The example of common problem or issues that arise from the access control are too much access right, access exceeds function, and poorly managed access control. These shows that the management that manages the access control distribution has to be improve to avoid any further risk of incident. Furthermore it can be worse as an the management can provide an Inadequate decision making for assets granting, and within the organization there is a breakdown in centralized policy management. as for the staff, there is still a vague view between business and personal use of the assets of the organization. Let take access control to a higher place, for example to the cloud computing environment. It is now became a trend for business and lifestyle alike to adapt cloud computing in their daily task. However, one of the biggest hurdles in the widespread adoption of cloud computing is security, one of it is particularly access control. As explained by Kalyani M.,Author of The Privacy Post, in one of his article Cloud Computing is highly dynamic and diverse. These puts cloud computing to be not suitable for firewalls and VLAN, are not exactly well suited to meet the challenges of cloud computing environment. Thus the current access control mechanism are not enough to handle this dynamic environment of Cloud Computing.

Case: Access Control

Oregon Health & Science University, March 25, 2012 a surgeon’s in-encrypted laptop was stolen from a vacation rental home in Hawaii. The stolen laptop contained medical record numbers, types and dates of surgeries, name of surgeons of 4,022 patients, and compromising 17 confirmed patients information. the University says that the laptop didn’t have any encryption, because it was strictly used for research purposes therefore it was not required to use encryption.

so far these are the confirmed leaked information from the stolen laptop: Patients Names, Patients Medical Records Numbers, Information of Surgery for each patient, Patient Gender and patient Age, Name of Surgeon and Anesthesiologist.

This is the second recent data breach at OHSU. in 2012, the University had sent letters to about 14,000 patients and 200 employees after the theft of a flash drive at a hospital employee’s home while assuring improved safeguards on the University’s information integrity.
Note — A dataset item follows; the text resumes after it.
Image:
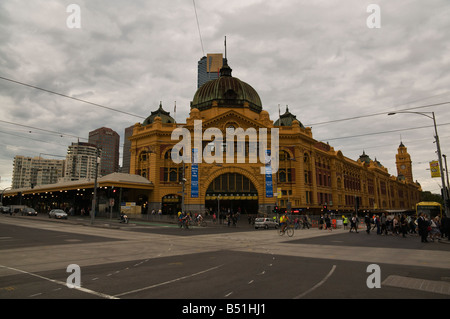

However, it is now evident that those “safeguards” did nothing to meet the strict HIPAA (Health Insurance Portability and Accountability Act) requirement to remain compliant pursuant to the regulatory agency’s scrutiny.

Unfortunately, medical data breaches are not just a problem in Oregon.

In January, the University of Mississippi Medical Center issued a breach notice to an unknown of patients that it had lost a shared, password-protected laptop containing patients’ medical files. In February, Texas Tech University Health Science Center experienced a data breach affecting about 700 patients.

A Study Conducted by Data Security Firm Redspin found that while overall data breach incidents increased 21% in 2012, with the number records exposed increased to 77%. However, the study also points out that 38% of data breaches in 2012 were the result of an in-encrypted laptop or other portable electronic device. Access control will still opens to vulnerabilities and it seems that it will continuing to show the risk side of it than most opportunities from it.